Motley’s time in politics did not last long because she was about to cap off her career with a historic judicial appointment. In 1966, President Lyndon Johnson appointed Motley to the US District Court for the Southern District of New York, located in Manhattan, making her the first African American woman to sit on the federal bench. The US Senate confirmed Motley after months of delay engineered by segregationists such as Mississippi’s Senator James O. Eastland. Motley went on to a distinguished, thirty-nine-year career on the federal bench, serving as chief judge of the US District Court from 1982 to 1986 and then becoming senior judge.
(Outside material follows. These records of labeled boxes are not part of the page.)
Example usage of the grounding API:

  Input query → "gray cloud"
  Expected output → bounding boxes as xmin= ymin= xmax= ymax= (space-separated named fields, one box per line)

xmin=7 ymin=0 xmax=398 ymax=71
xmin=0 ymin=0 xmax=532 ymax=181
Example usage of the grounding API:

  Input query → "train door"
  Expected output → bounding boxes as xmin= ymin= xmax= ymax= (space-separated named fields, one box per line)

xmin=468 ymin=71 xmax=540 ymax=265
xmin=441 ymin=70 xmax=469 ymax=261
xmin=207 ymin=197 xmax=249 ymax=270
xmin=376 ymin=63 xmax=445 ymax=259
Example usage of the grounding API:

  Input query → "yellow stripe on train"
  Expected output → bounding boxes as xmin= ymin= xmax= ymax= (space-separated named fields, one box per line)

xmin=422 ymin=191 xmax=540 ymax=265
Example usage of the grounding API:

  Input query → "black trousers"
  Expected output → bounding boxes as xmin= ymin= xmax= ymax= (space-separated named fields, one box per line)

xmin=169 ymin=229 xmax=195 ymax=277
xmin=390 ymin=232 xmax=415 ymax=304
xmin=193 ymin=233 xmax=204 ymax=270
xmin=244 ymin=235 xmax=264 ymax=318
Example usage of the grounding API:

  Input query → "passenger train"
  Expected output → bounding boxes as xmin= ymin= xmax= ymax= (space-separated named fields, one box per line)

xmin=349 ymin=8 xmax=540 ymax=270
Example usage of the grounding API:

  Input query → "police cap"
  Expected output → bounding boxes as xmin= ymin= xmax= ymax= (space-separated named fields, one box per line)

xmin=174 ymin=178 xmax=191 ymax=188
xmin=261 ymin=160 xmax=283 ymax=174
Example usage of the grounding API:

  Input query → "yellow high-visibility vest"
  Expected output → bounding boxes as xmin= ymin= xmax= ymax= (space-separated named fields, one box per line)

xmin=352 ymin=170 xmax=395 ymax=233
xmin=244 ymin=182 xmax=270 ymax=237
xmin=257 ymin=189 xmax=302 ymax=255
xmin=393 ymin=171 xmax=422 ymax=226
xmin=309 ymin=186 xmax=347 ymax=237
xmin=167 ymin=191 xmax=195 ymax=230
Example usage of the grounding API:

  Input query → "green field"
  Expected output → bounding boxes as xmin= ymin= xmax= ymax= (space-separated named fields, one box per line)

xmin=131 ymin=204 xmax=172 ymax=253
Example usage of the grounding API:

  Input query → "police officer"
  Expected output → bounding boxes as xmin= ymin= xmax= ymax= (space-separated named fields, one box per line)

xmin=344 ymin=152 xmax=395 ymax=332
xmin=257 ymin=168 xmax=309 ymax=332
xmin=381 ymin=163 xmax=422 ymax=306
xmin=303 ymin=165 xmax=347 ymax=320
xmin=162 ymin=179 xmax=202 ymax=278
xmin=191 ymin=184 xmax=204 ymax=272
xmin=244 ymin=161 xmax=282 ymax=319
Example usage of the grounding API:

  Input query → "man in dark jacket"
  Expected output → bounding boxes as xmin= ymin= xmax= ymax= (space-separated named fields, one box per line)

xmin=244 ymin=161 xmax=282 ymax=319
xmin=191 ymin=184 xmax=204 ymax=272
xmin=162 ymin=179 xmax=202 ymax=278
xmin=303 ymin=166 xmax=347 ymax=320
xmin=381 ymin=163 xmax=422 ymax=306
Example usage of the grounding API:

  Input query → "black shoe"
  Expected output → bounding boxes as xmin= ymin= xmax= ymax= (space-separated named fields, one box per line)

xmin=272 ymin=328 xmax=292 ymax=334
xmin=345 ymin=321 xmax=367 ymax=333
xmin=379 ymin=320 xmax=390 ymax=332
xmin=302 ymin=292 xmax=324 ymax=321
During her judicial career, Motley presided over a wide range of matters, including cases that implemented the Civil Rights Act of 1964 in education and employment. In Blank v. Sullivan (1975), Motley issued a landmark decision banning sex discrimination against women lawyers. And in Ludtke v. Kuhn (1976), Judge Motley broke new ground by holding that a professional baseball team’s sex-based exclusion of a female journalist, Melissa Ludtke, from the locker rooms of male athletes violated the Constitution. In 2001, President Bill Clinton awarded her the Presidential Citizens Medal, and, in 2003, she received the Spingarn Medal from the NAACP, the organization’s highest honor. Two years later, the Honorable Constance Baker Motley died in New York City.

Rightly called a “trailblazer” by numerous commentators, Motley’s rise in the legal profession and in electoral politics had been improbable. Well-meaning observers—including her own parents—had discouraged Motley’s interest in the law. The law, they said, was an unsuitable profession for a woman, particularly a black woman. Constance Baker Motley proved all doubters wrong. Motley’s accomplishments in law and in politics—outstanding for any lawyer and unheard of among her sex—made her one of the most remarkable women of the twentieth century.


Manuscript material on Constance Baker Motley, including legal papers, letters, memoranda, and news articles, is found at the archives of the Library of Congress, Smith College, Columbia University Law School, New York University, the National Archives of the United States, and the National Archives of St. Kitts and Nevis. See also the oral history interview of Motley conducted by the Columbia University Oral History Project. Constance Baker Motley reflected on her life and career in Equal Justice Under Law: An Autobiography (1998). See also Tomiko Brown-Nagin, Courage to Dissent: Atlanta and the Long History of the Civil Rights Movement (2011), as well as Brown-Nagin’s forthcoming biography. An obituary appeared in The New York Times on 29 Sept. 2005.